The architecture's encoder processes Siamese inputs for two views, where auxiliary data is embedded using learned multi-layer perceptrons (MLPs) and injected in the encoder blocks. Pow3R's decoder adopts cross-attention mechanisms and integrates relative pose data to enhance 3D reconstruction capabilities. Crucial configurations such as the inject-1 strategy ensure that the model remains computationally efficient while offering enhanced performance.

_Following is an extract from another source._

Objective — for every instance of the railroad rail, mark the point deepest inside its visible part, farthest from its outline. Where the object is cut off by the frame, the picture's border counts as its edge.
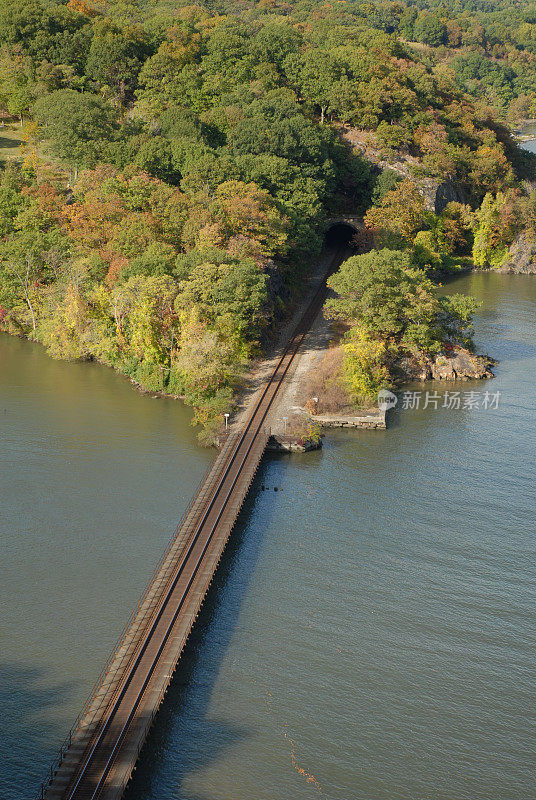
(101, 750)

Strong Numerical Results and Claims

Experimental results demonstrate Pow3R's superiority over DUSt3R in various tasks. For multi-view depth estimation, Pow3R, when guided by intrinsics and relative poses, achieves state-of-the-art results across diverse benchmarks, including KITTI and Tanks and Temples. Notably, even without auxiliary data, Pow3R performs comparably to DUSt3R, indicating its robustness. Multi-view pose estimation benefits from the model's ability to predict pointmaps in both camera frames, providing significant speedups for relative pose estimation compared to traditional RANSAC-based PnP.

Depth completion experiments affirm Pow3R's efficacy in leveraging sparse depth information, showcasing enhanced performance on NYUv2, where it outperforms state-of-the-art methods despite not being explicitly trained on the dataset. It accomplishes impressive absolute relative errors across varying dataset conditions while integrating auxiliary inputs.

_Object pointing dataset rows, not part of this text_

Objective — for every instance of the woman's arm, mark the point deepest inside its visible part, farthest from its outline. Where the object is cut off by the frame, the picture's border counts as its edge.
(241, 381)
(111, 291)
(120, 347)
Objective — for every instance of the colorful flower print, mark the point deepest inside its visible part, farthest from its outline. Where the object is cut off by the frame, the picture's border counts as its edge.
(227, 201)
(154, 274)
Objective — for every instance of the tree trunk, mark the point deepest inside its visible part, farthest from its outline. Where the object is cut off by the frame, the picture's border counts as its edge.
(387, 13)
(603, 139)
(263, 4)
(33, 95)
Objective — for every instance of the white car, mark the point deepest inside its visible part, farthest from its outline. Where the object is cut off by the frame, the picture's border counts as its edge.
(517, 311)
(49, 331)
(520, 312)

Theoretical and Practical Implications

From a theoretical standpoint, Pow3R's ability to unify various camera and scene priors in a single feed-forward model signifies a potential paradigm shift toward more flexible and capable 3D perception models. It presents the prospect of generalizing transformer-based architectures for broader 3D applications, where diverse input modalities need to be seamlessly integrated. Practically, this not only enhances the scope of tasks that can be addressed by such models but also opens avenues for improving real-time processing and reducing computational requirements in field applications.

Future Prospects in AI and 3D Reconstruction

Future explorations could involve expanding this framework to encompass even more diverse input configurations or applying it in more dynamic environments, potentially incorporating real-time updates for continuous depth and pose estimation in dynamic scenes. Enhancements could also focus on greater accuracy in non-cooperative conditions, such as occlusions or motion blur, thus pushing the boundaries for live 3D reconstructions in augmented reality or autonomous navigation systems.

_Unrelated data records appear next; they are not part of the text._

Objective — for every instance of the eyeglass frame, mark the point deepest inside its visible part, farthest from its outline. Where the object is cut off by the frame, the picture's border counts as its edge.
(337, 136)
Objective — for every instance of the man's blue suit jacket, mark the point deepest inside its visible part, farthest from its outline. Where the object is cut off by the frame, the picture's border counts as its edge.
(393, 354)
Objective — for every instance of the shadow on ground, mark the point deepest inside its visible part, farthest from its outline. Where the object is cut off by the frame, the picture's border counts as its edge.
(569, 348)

In conclusion, Pow3R represents a meaningful advance in the field of 3D vision, showcasing the advantages of adaptable architectures capable of utilizing a variety of auxiliary information for richer and more precise 3D scene understanding. By doing so, Pow3R not only offers improved accuracy but also flexibility and efficiency that could drive future directions in AI research for 3D applications.